One common theme is that, in backup files, there is a lot of data that is essentially forgotten. It typically doesn't get much management time, and the risk of illicit access is thus significantly higher.
It's a crucial practice to encrypt backups properly. This means two things: a good encryption algorithm and then proper key management. Let's look at each of these, because they are not superficial issues.
Standards and practices to encrypt backups
The brain trust behind industry encryption standards is always worried that compute power and human cleverness will find ways to break mainstream encryption methods. There are plenty of teams working to do just that, in both the criminal and government spaces. Currently, most recognize Advanced Encryption Standard 256 as a viable encryption method. But there are worries about it, and you should pay attention to any announcements of a crack in this area.
All data at rest must be encrypted. The recently announced Intel vulnerabilities to Spectre and Meltdown highlight just how difficult multi-tenant protection really is. Best practice is to assume that black hats will get to your data at some point.
With virtualized storage, data in motion between the servers and appliances also needs encrypting. That's because man-in-the-middle attacks in the virtualized model should be expected. Best practice, then, is to encrypt at source the data that you are storing, and make sure you encrypt backups.
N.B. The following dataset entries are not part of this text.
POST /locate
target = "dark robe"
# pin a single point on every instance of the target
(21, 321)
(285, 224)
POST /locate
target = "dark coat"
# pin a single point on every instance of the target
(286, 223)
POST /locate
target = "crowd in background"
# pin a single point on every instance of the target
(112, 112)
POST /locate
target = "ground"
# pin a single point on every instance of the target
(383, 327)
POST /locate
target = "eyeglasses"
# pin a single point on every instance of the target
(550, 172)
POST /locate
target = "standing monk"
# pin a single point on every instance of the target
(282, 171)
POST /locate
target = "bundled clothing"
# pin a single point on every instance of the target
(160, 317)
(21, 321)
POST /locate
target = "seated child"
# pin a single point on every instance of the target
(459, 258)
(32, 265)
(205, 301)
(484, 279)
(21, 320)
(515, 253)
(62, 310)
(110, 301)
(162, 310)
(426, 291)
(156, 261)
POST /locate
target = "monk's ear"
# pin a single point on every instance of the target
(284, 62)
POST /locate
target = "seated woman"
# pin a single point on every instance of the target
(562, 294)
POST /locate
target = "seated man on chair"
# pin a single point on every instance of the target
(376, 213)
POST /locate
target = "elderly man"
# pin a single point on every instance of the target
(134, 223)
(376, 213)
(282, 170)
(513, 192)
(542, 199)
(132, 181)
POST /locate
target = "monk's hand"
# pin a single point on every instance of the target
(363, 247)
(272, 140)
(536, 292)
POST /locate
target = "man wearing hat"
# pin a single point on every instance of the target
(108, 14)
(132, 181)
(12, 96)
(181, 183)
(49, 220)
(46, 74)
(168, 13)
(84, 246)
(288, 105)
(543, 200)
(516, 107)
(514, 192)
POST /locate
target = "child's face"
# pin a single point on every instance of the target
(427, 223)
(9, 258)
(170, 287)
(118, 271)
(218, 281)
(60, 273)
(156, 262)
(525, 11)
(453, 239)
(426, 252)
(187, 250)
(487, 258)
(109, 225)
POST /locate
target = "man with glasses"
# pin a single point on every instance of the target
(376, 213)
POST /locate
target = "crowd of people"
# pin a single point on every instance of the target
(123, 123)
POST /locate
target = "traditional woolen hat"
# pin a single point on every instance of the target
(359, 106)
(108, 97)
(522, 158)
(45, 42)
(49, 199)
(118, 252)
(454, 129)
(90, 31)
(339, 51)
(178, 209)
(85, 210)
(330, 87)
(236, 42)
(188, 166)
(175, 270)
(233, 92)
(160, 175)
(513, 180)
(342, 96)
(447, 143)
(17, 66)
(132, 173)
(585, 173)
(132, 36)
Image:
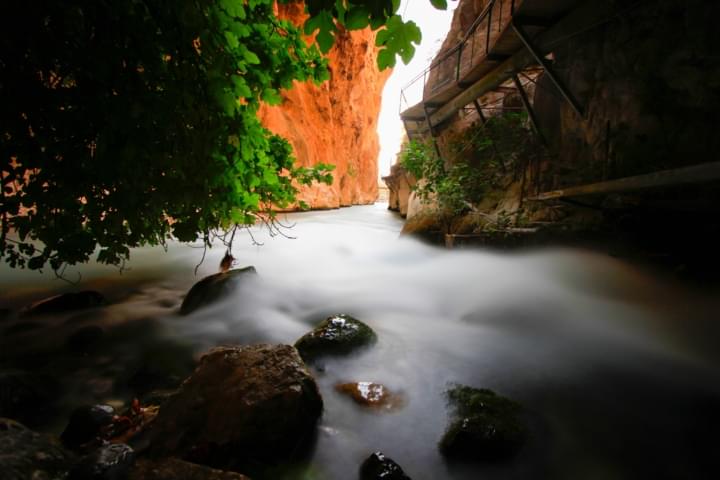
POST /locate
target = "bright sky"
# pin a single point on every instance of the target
(434, 25)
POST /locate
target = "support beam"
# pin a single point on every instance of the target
(704, 172)
(529, 109)
(540, 58)
(587, 16)
(479, 110)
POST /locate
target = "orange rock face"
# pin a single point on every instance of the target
(335, 122)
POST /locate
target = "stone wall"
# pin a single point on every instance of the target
(335, 122)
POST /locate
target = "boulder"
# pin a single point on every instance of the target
(379, 467)
(112, 461)
(25, 454)
(175, 469)
(86, 424)
(373, 395)
(242, 405)
(26, 396)
(66, 303)
(212, 288)
(336, 335)
(484, 426)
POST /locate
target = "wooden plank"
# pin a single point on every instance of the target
(704, 172)
(589, 13)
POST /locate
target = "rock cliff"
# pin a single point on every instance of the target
(335, 122)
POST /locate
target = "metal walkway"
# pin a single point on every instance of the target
(504, 39)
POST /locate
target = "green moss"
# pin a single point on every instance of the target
(336, 335)
(484, 426)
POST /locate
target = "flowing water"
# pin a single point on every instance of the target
(617, 370)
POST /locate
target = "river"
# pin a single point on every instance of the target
(616, 369)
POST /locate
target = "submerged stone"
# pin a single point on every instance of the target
(484, 426)
(109, 462)
(212, 288)
(85, 339)
(370, 394)
(379, 467)
(66, 303)
(175, 469)
(26, 396)
(25, 454)
(242, 406)
(86, 424)
(336, 335)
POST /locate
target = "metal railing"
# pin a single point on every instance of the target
(452, 64)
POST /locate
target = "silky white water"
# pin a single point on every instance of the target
(616, 369)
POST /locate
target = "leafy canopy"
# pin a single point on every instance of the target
(396, 38)
(132, 122)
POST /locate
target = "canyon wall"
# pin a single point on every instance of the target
(335, 122)
(647, 79)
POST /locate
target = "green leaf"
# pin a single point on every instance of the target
(241, 87)
(234, 8)
(232, 39)
(386, 58)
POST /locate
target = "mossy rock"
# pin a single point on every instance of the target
(484, 426)
(212, 288)
(336, 335)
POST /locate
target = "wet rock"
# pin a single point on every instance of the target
(163, 367)
(85, 339)
(213, 288)
(335, 335)
(86, 424)
(5, 314)
(370, 394)
(379, 467)
(158, 397)
(484, 426)
(242, 405)
(175, 469)
(25, 454)
(21, 327)
(109, 462)
(66, 303)
(27, 397)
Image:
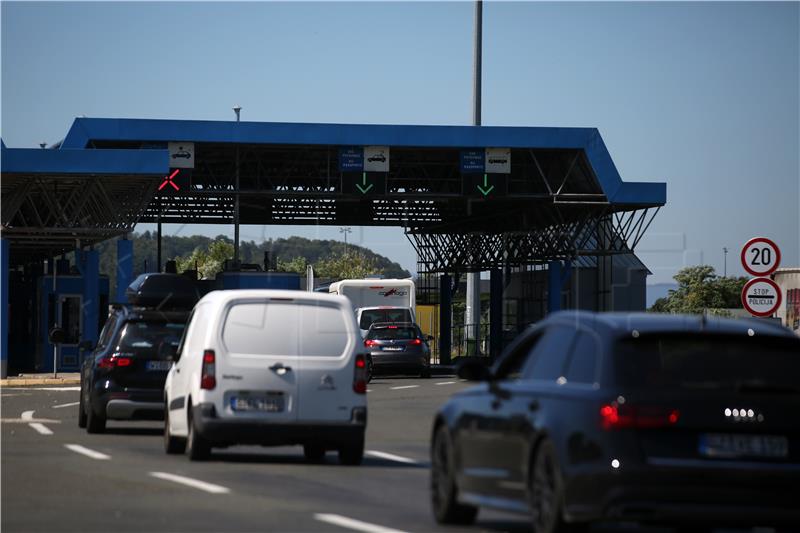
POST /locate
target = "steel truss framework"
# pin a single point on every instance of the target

Remember to compress data prior to when you encrypt backups. Encrypted files will not compress at all. If background compression and deduplication are targeted for the backed-up data, you'll need a permissions mechanism and a key manager that provides appropriate keys to the backup suite.
Key management is crucial. First, avoid virtual or real drives that will back up data for you, unless the only copy of the key is kept within your own systems. Personally, I avoid drive-based encryption altogether since an incident where there were only 32 key options on one particular self-encrypting drive family, making cracking it an effort for a 10-year-old.
There are complications if you want to encrypt backups and use them for background data analytics or DevOps work. Good key control software is needed in this situation, since I'm assuming that you aren't using the method of having just one password and sticking it up on a Post-it note.